Mon travail repose sur l’idée de trace amnésique. À mi-chemin entre le conscient et l’inconscient, le tableau conduit le spectateur dans un « no man’s land » imaginaire où l’histoire individuelle cède la place à l’histoire collective.
Les espaces peints sont ouverts, espaces publiques arides, détruits, dont toute notion d’intimité à été evacuée, la présence humaine n’étant perceptible que dans les éléments architecturaux de type urbain ou industriel qui structurent la toile. Bien que je travaille sans l’aide de la photographie, les tableaux font cependant référence à ce médium, tant dans leur caractère souvent monochromatique qui les rapproche du document d’archive que dans les rapports qu’ils entretiennent avec le réel.
L’image émerge d’une base gestuelle abstraite. Les évocations de différents espaces peuvent se sur-imposer, le tableau conservant par strates l’empreinte de plusieurs mémoires. Des projections de matière picturale viennent ensuite en brouiller la lisibilité.
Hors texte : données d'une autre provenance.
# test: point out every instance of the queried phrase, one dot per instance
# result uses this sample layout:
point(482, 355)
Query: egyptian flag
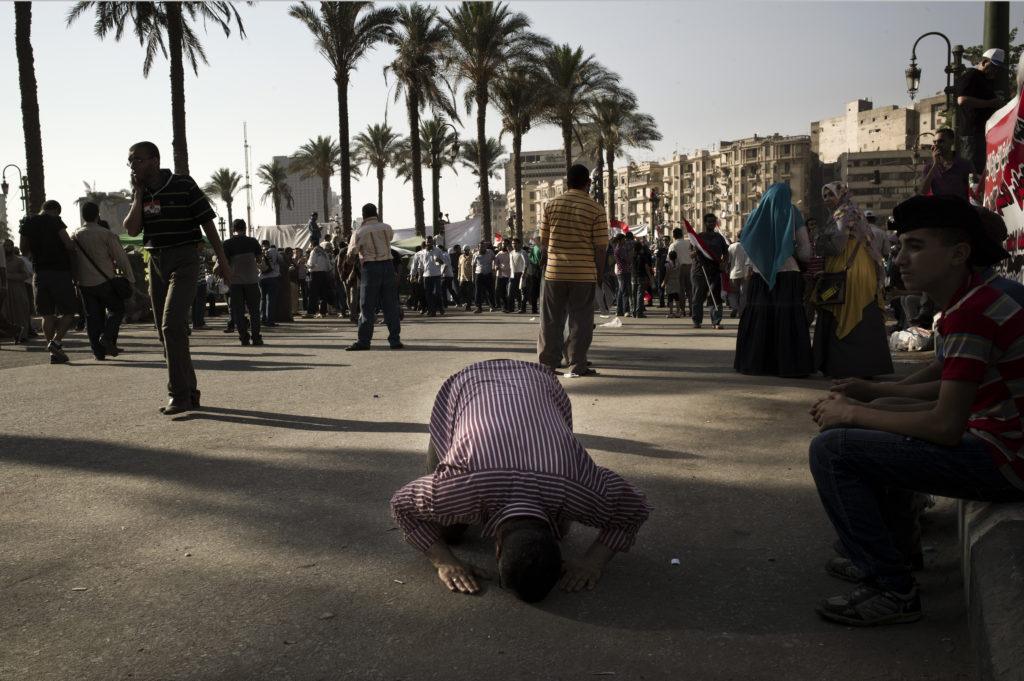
point(701, 247)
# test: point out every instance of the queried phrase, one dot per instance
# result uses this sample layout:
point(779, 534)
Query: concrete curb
point(992, 544)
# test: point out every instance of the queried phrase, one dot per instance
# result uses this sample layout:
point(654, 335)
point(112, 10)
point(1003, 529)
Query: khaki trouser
point(561, 300)
point(173, 275)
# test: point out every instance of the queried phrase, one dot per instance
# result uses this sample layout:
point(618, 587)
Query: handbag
point(121, 286)
point(830, 287)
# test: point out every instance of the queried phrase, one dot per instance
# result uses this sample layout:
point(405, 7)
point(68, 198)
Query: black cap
point(947, 212)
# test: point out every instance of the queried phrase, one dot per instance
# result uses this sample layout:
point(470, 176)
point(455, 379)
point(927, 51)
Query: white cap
point(995, 55)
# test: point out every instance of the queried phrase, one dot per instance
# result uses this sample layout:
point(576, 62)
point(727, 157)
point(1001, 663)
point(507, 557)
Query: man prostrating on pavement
point(522, 485)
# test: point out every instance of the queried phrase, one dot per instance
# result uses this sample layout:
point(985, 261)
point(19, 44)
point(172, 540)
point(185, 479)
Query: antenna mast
point(249, 184)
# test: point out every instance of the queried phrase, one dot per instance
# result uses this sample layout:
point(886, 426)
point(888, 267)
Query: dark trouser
point(623, 294)
point(484, 289)
point(173, 274)
point(199, 305)
point(103, 310)
point(432, 292)
point(243, 297)
point(379, 283)
point(448, 289)
point(268, 299)
point(513, 297)
point(560, 300)
point(639, 289)
point(854, 469)
point(700, 280)
point(317, 293)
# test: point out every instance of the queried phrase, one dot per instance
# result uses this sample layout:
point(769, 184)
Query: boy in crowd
point(965, 443)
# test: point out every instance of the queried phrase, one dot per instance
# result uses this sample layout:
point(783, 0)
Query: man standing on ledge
point(378, 281)
point(169, 210)
point(523, 485)
point(574, 236)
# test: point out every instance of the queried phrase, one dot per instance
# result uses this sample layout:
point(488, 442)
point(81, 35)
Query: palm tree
point(441, 143)
point(274, 176)
point(420, 42)
point(572, 82)
point(484, 37)
point(622, 126)
point(378, 147)
point(345, 32)
point(515, 97)
point(318, 158)
point(150, 22)
point(30, 107)
point(223, 184)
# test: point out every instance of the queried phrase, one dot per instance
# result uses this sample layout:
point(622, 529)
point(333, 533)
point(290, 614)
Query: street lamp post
point(954, 67)
point(4, 186)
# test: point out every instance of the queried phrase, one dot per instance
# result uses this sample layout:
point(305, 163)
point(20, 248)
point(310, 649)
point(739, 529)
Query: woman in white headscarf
point(850, 336)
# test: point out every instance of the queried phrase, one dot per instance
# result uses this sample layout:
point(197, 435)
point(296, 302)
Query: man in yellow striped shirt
point(573, 238)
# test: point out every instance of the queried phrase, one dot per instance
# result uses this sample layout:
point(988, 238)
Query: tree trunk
point(326, 188)
point(611, 189)
point(346, 163)
point(179, 140)
point(517, 179)
point(413, 105)
point(481, 142)
point(30, 108)
point(567, 144)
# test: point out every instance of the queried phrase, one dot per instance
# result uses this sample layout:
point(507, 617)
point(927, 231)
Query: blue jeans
point(103, 310)
point(379, 283)
point(623, 294)
point(701, 292)
point(432, 292)
point(854, 469)
point(268, 299)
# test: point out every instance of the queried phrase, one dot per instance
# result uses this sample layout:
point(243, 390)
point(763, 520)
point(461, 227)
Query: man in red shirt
point(523, 485)
point(966, 444)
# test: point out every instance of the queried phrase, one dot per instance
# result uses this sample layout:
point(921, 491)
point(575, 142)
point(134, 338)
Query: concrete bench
point(992, 545)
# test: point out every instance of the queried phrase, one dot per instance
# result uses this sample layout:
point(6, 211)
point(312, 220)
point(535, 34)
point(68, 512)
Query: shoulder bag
point(122, 287)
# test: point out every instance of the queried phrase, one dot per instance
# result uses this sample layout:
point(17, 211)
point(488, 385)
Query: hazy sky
point(706, 71)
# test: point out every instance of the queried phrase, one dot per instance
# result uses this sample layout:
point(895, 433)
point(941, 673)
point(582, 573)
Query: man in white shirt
point(429, 262)
point(378, 283)
point(737, 277)
point(681, 247)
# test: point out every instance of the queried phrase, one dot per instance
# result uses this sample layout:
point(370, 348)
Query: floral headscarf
point(848, 215)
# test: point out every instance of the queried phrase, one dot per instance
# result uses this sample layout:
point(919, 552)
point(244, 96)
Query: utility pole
point(249, 184)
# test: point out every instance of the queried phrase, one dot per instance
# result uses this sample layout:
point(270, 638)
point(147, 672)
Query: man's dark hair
point(579, 176)
point(90, 211)
point(529, 562)
point(146, 147)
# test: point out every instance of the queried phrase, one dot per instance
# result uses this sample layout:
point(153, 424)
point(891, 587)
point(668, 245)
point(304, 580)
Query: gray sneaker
point(868, 606)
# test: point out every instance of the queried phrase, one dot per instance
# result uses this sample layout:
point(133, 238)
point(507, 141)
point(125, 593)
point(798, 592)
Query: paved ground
point(252, 540)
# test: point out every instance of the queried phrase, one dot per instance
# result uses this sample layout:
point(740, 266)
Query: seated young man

Ces attaques symboliques réactualisent la violence d’un désastre dont l’origine est imprécise (guerre, catastrophes écologiques, entropie ?) tandis que la représentation n’en montre que les résultats, les traces: des uines. Le tableau se trouve donc être le lieu d’une opposition entre une “présence », celle d’une destruction manifestée dans la visibilité du processus créateur, et une narration incomplète, qui ne nous parvient que par bribes, mais qui se révèle, par là-même, apte à être interrogée, interprêtée.